The Berlin Fat Mouse Inbred (BFMI) line harbors a major recessive gene defect on chromosome 3 (jobes1) leading to juvenile obesity and metabolic syndrome. The present study aimed at the identification of metabolites that might be linked to recessively acting genes in the obesity locus. Firstly, serum metabolites were analyzed between obese BFMI and lean B6 and BFMI × B6 F1 mice to identify metabolites that are different. In a second step, a metabolite–protein network analysis was performed linking metabolites typical for BFMI mice with genes of the jobes1 region. The levels of 22 diacyl-phosphatidylcholines (PC aa), two lyso-PC and three carnitines were found to be significantly lower in obese mice compared with lean mice, while serine, glycine, arginine and hydroxysphingomyelin were higher for the same comparison.
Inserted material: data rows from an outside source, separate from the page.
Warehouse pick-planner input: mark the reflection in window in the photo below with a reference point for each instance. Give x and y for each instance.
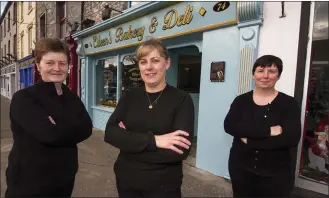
(106, 82)
(131, 77)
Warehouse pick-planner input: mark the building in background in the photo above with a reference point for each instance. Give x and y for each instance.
(8, 53)
(61, 19)
(57, 20)
(219, 35)
(26, 31)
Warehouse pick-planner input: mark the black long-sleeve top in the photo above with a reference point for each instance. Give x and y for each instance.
(44, 155)
(263, 154)
(140, 163)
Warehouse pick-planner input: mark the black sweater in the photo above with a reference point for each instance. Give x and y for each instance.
(140, 163)
(44, 156)
(263, 154)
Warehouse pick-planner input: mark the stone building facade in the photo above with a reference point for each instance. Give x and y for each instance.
(8, 50)
(93, 9)
(49, 18)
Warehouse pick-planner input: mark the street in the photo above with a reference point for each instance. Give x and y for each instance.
(96, 158)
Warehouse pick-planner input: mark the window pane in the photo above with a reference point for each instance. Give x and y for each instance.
(189, 73)
(131, 77)
(62, 34)
(106, 82)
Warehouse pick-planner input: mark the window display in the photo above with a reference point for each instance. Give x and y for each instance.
(106, 82)
(314, 159)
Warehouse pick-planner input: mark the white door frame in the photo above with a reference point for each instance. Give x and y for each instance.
(299, 181)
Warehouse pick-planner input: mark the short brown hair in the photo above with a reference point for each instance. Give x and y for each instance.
(50, 45)
(148, 46)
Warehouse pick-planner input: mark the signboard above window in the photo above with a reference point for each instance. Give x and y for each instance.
(175, 20)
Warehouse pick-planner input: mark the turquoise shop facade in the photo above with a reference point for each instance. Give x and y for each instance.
(217, 31)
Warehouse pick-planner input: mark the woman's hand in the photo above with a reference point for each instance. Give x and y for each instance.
(276, 130)
(168, 141)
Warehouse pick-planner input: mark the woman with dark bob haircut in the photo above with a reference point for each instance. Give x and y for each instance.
(265, 124)
(48, 121)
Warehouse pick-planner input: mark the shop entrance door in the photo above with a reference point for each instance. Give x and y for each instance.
(314, 162)
(185, 74)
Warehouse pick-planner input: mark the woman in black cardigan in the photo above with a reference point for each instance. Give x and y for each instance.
(48, 121)
(153, 127)
(265, 125)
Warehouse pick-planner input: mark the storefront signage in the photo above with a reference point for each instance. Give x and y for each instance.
(176, 20)
(221, 6)
(26, 63)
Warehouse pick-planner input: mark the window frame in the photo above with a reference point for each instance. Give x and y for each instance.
(29, 35)
(45, 26)
(8, 47)
(9, 21)
(61, 18)
(22, 11)
(22, 44)
(118, 87)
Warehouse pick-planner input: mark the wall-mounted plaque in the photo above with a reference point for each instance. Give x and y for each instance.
(217, 71)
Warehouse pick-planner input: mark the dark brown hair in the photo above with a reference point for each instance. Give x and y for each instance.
(50, 45)
(268, 61)
(148, 46)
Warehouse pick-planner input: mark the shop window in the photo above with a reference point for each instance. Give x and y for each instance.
(30, 5)
(314, 159)
(106, 82)
(22, 11)
(15, 46)
(9, 21)
(8, 47)
(61, 8)
(15, 13)
(43, 26)
(131, 77)
(189, 73)
(30, 39)
(22, 44)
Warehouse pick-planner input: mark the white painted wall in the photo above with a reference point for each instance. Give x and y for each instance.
(279, 37)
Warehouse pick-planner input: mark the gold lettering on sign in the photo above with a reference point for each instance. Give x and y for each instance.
(172, 19)
(130, 34)
(154, 24)
(100, 42)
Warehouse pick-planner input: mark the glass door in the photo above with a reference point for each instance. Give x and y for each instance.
(315, 144)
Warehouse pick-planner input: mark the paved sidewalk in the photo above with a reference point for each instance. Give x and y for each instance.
(96, 158)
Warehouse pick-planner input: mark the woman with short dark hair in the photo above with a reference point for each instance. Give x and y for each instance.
(48, 121)
(265, 124)
(152, 126)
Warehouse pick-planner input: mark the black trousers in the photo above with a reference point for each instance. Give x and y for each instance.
(58, 191)
(126, 191)
(248, 184)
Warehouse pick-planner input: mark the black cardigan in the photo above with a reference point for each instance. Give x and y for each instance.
(263, 154)
(45, 155)
(140, 163)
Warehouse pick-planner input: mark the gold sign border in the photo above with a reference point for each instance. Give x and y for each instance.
(231, 22)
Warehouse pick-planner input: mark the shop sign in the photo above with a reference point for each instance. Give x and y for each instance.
(176, 20)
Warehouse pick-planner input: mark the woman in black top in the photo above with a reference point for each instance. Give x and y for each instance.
(265, 124)
(47, 121)
(152, 126)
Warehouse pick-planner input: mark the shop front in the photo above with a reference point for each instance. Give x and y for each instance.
(9, 80)
(26, 71)
(313, 162)
(212, 45)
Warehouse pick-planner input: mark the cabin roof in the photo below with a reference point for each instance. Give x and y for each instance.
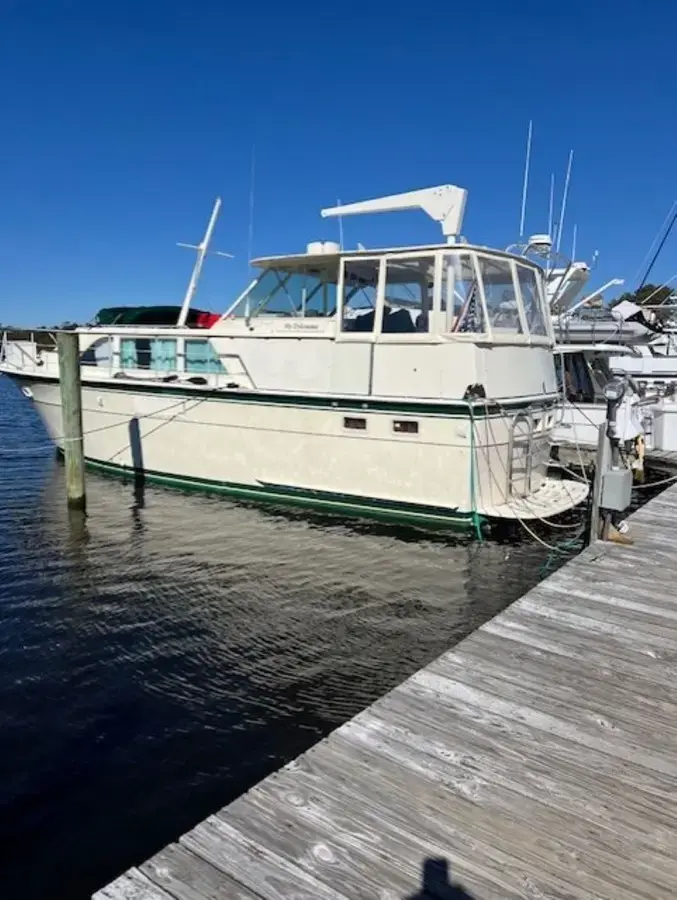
(321, 260)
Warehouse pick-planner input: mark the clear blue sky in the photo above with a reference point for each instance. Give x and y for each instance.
(121, 122)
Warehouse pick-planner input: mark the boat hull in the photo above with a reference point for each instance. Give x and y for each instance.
(342, 454)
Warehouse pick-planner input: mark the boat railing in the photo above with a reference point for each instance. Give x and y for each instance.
(520, 455)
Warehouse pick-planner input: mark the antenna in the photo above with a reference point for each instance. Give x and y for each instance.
(250, 233)
(525, 183)
(340, 218)
(658, 251)
(560, 225)
(201, 248)
(655, 240)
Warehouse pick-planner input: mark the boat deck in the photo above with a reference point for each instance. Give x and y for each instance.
(536, 759)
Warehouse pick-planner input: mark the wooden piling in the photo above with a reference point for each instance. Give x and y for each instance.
(71, 418)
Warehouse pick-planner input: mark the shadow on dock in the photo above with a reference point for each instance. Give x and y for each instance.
(436, 883)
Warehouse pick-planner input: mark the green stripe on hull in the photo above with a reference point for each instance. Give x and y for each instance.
(346, 505)
(453, 408)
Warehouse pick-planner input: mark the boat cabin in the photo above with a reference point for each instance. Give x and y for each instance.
(441, 292)
(432, 321)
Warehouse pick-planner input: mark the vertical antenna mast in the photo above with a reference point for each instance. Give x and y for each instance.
(525, 183)
(551, 208)
(201, 248)
(560, 224)
(250, 233)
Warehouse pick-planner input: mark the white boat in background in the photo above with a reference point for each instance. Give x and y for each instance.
(413, 383)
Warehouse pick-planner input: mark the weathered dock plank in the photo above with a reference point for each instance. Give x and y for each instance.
(536, 758)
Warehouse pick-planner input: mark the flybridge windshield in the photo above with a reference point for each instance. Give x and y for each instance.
(300, 292)
(448, 290)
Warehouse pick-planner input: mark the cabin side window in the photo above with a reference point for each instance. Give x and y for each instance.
(202, 357)
(155, 354)
(100, 353)
(531, 300)
(500, 295)
(460, 298)
(308, 291)
(360, 291)
(408, 295)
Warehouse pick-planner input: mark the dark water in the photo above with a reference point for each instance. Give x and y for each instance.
(156, 662)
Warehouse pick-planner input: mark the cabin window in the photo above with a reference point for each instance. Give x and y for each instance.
(460, 295)
(500, 295)
(408, 295)
(531, 300)
(355, 424)
(202, 357)
(405, 426)
(360, 288)
(306, 291)
(157, 354)
(100, 353)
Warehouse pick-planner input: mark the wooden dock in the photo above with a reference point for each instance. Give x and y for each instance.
(537, 759)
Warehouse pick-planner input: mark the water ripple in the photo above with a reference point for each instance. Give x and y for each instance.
(155, 662)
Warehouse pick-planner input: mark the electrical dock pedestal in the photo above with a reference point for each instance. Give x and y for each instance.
(536, 759)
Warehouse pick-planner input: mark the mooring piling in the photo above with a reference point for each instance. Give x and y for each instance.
(71, 418)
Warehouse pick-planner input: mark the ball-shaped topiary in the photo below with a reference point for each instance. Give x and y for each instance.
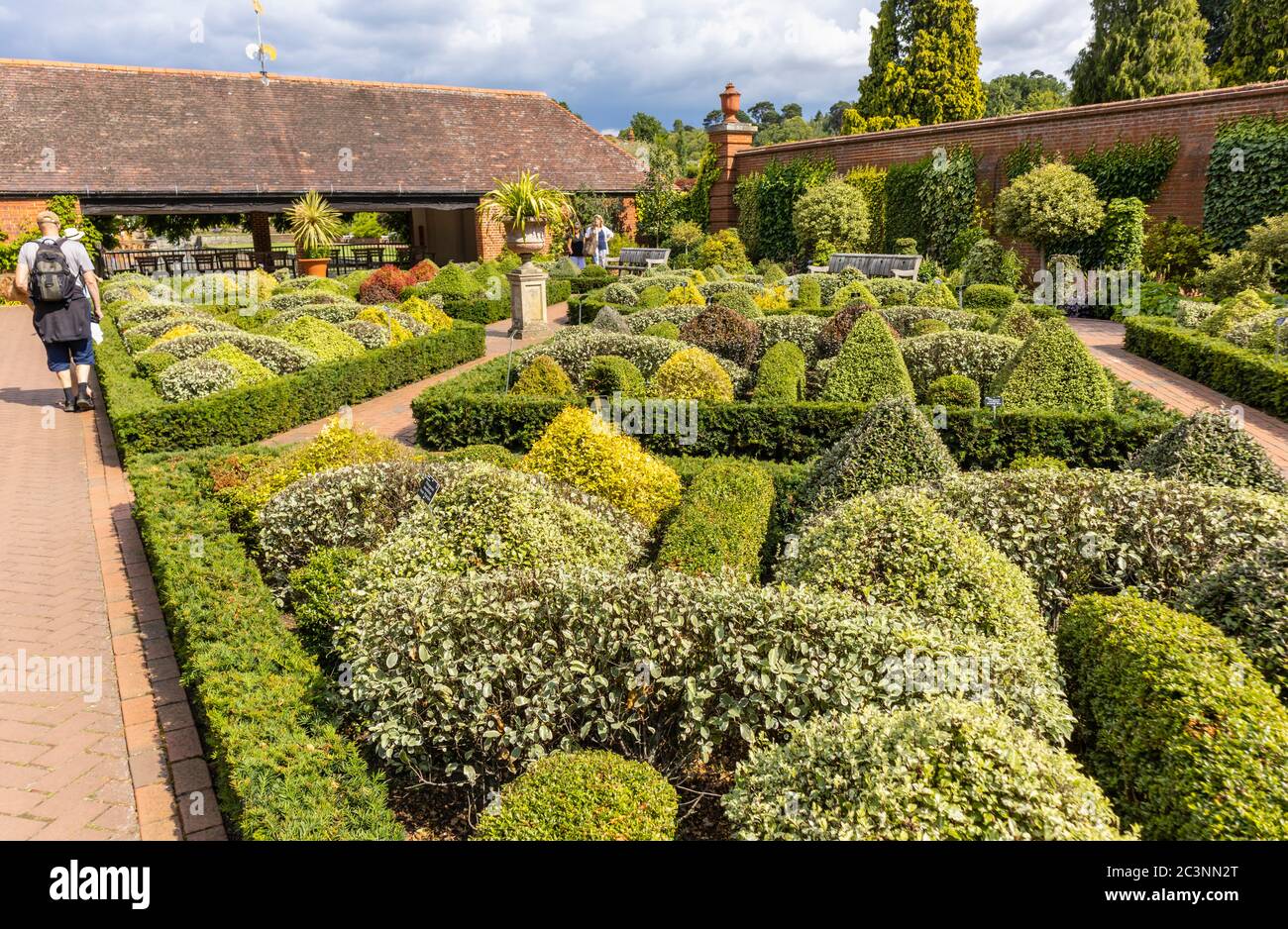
(692, 374)
(584, 451)
(953, 390)
(1054, 370)
(893, 444)
(724, 332)
(1211, 448)
(870, 366)
(583, 796)
(944, 769)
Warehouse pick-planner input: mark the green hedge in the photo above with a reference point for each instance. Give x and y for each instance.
(1247, 376)
(471, 409)
(281, 769)
(143, 422)
(1175, 723)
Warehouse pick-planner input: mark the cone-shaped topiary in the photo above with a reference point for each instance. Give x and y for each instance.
(1211, 448)
(1054, 370)
(893, 444)
(583, 450)
(870, 365)
(692, 374)
(544, 377)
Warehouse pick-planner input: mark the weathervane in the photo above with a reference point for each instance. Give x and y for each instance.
(261, 50)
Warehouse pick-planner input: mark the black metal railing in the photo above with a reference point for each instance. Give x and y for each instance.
(171, 261)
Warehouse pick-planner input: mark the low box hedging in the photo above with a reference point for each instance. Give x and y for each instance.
(1244, 374)
(281, 769)
(473, 409)
(1176, 725)
(143, 422)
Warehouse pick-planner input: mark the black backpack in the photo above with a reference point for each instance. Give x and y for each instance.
(52, 279)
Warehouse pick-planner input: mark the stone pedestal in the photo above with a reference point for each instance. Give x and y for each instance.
(528, 301)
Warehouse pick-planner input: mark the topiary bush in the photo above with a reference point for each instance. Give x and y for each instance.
(583, 796)
(953, 390)
(581, 450)
(892, 446)
(870, 366)
(781, 377)
(978, 777)
(692, 374)
(1211, 448)
(1248, 600)
(544, 377)
(724, 332)
(1054, 370)
(1175, 723)
(610, 374)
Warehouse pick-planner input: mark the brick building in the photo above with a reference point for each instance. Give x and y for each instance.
(151, 141)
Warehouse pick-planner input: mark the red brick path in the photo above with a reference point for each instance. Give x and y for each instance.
(390, 414)
(75, 583)
(1106, 341)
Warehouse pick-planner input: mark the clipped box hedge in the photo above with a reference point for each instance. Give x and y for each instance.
(281, 769)
(473, 409)
(143, 422)
(1175, 723)
(1247, 376)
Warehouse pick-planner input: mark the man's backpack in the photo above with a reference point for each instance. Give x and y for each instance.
(52, 278)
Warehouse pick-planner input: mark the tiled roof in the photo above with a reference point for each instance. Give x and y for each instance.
(124, 130)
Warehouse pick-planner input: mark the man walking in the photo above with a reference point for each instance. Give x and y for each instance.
(58, 279)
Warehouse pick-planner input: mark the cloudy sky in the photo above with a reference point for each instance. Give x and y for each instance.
(608, 59)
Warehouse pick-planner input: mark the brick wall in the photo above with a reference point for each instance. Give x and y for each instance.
(1192, 117)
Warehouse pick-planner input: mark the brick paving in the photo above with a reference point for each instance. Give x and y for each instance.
(1106, 343)
(76, 585)
(390, 414)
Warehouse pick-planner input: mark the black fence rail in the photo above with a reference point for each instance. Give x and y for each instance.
(171, 261)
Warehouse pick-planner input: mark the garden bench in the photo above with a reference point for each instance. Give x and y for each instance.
(875, 265)
(639, 260)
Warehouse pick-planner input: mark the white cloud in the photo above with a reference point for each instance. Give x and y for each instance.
(666, 56)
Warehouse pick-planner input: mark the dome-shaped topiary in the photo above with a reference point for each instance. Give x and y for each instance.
(1211, 448)
(584, 796)
(1054, 370)
(544, 377)
(692, 374)
(724, 332)
(893, 444)
(944, 769)
(870, 365)
(584, 451)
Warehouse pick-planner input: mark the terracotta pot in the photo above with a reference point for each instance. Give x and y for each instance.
(527, 240)
(313, 267)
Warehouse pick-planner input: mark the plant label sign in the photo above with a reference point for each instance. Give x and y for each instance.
(429, 489)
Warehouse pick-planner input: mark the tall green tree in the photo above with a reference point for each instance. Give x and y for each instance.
(1256, 48)
(1141, 48)
(925, 62)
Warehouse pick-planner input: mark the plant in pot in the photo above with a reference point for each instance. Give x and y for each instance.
(316, 226)
(524, 206)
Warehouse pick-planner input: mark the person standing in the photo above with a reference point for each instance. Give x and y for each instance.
(58, 279)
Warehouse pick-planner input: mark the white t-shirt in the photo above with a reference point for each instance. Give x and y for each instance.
(77, 260)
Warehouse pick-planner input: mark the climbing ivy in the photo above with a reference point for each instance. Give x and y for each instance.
(1247, 177)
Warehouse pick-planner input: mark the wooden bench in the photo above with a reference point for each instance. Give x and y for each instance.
(639, 260)
(876, 265)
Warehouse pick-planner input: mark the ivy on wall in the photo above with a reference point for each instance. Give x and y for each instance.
(1247, 177)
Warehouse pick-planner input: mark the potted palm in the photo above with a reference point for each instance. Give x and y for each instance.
(316, 226)
(524, 206)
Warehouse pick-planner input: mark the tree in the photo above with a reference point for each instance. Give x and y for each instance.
(1141, 48)
(1048, 205)
(645, 128)
(923, 62)
(1254, 50)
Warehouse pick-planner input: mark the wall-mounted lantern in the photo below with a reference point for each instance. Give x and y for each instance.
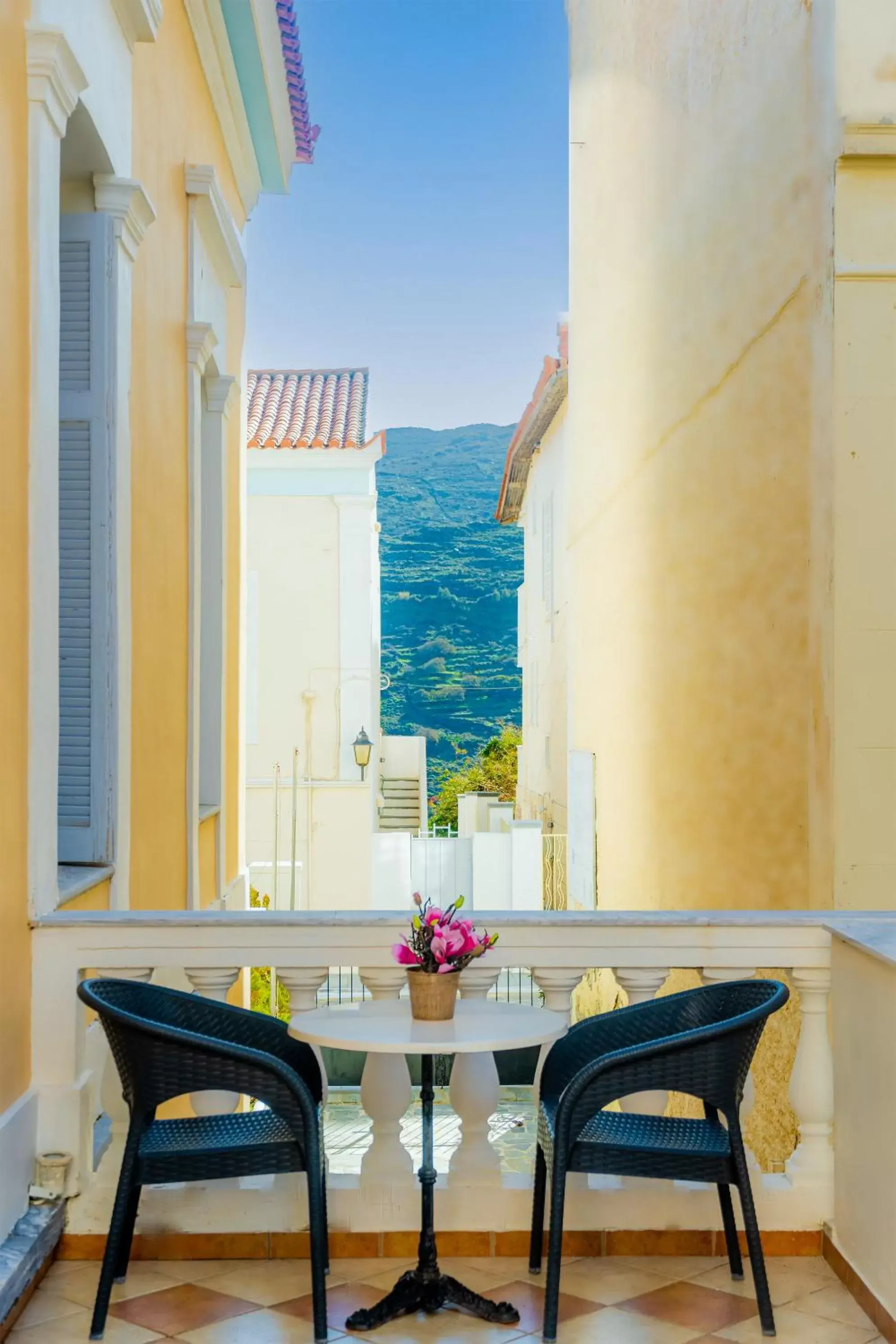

The network analysis identified PC aa C42:1 as functionally linked with the genes Ccna2 and Trpc3 via the enzymes choline kinase alpha and phospholipase A2 group 1B (PLA2G1B), respectively. Gene expression analysis revealed elevated Ccna2 expression in adipose tissue of BFMI mice. Furthermore, unique mutations were found in the Ccna2 promoter of BFMI mice which are located in binding sites for transcription factors or micro RNAs and could cause differential Ccna2 mRNA levels between BFMI and B6 mice. Increased expression of Ccna2 was consistent with higher mitotic activity of adipose tissue in BFMI mice. Therefore, we suggest a higher demand for PC necessary for adipose tissue growth and remodeling. This study highlights the relationship between metabolite profiles and the underlying genetics of obesity in the BFMI line.Electronic supplementary materialThe online version of this article (doi:10.1007/s11306-013-0590-1) contains supplementary material, which is available to authorized users.

Highlights

  • The Berlin Fat Mouse Inbred (BFMI) line harbors a major recessive gene defect on chromosome 3 leading to juvenile obesity and metabolic syndrome

  • Unique mutations were found in the Ccna2 promoter of BFMI mice which are located in binding sites for transcription factors or micro RNAs and could cause differential Ccna2 mRNA levels between BFMI and BFMI C57BL/6NCrl (B6) mice

  • Due to the recessive jObes1 effect in BFMI mice leading to obesity (Neuschl et al 2010) BFMI males showed 3.1- and 2.2-fold and females 3.0- and 2.8-fold higher body fat content at 10 weeks compared with its B6 and F1 counterparts (p \ 0.001), respectively (Table 1)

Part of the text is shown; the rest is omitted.